Son dönem siyasetinde dillere pelesenk olan ' değişim ve dönüşüm', sözcükleri üzerinde hiç durmadan ahkam kesip kendilerine yontanları, dışarıdan acıyarak/üzülerek izliyorum.

Son dönem siyasetinde dillere pelesenk olan " değişim ve dönüşüm", sözcükleri üzerinde hiç durmadan ahkam kesip kendilerine yontanları, dışarıdan acıyarak/üzülerek izliyorum.

Neyin değişimi?

Neyin dönüşümü?

Niçin/neden değişim ve dönüşüm?

Ortada sergilenen eylemlere, dahası taktiklere bakıyorum, samimiyetten uzak; keser gibi hep kendine yontan bir bir anlayış ve onun yarattığı natürmort ortam/manzara...

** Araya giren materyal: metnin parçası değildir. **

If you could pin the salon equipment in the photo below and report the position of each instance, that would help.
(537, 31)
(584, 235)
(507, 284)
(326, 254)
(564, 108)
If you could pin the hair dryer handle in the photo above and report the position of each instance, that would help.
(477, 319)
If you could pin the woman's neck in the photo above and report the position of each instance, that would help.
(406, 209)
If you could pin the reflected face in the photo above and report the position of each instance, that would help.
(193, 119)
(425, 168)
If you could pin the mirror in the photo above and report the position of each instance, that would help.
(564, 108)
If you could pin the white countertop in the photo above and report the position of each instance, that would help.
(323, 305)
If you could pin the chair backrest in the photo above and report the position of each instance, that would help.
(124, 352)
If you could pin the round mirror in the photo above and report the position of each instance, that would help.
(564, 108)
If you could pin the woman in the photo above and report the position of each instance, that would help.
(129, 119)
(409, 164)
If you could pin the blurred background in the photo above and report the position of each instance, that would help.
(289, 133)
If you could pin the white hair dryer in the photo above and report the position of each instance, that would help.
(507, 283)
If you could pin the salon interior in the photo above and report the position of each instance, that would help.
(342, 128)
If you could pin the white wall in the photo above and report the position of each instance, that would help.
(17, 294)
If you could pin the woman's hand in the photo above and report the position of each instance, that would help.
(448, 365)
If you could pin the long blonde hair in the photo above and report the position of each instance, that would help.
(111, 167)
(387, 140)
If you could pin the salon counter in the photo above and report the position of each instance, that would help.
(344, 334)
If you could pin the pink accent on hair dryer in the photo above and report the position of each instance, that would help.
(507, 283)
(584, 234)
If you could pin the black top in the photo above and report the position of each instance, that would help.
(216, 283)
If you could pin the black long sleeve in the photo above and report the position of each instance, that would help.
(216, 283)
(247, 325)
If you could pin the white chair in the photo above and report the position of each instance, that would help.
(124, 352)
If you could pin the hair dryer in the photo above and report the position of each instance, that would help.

Hep yerleşik değerlere yönelik eylemler.

Sanki bu düzen; bu Cumhuriyet yönetimi, bu yerleşik değerler manzumesiyle bugünlere gelmedi...

Yıllar önce örülmüş, yerleşmiş, oturmuş/sağlam duvardan, Cumhuriyet'in temel ilkelerinden zorla taş söküp almak ve atmak şaşkınlığı...

Yerleşik sistemi/programı kaldırıp ortamı kargaşaya, belirsizliğe dönüştürme bilmemezliği...

İlkokullarda çocuklarımızın göğüslerini gere gere, gururla söylediği "Andımız"ı böyle bir şaşkınlıkla kaldırmadık mı?

Eğitim sistemiyle oynamayı; ülke birliği açısından değil, yerleşik değerler açısından değil, sırf siyasal amaçlar için değişime tabi tutmadık mı?

Kimlerden aferin aldık?

Ulus olma heyecanını aşılayan "Andımız"ı kaldırarak ne kazandık?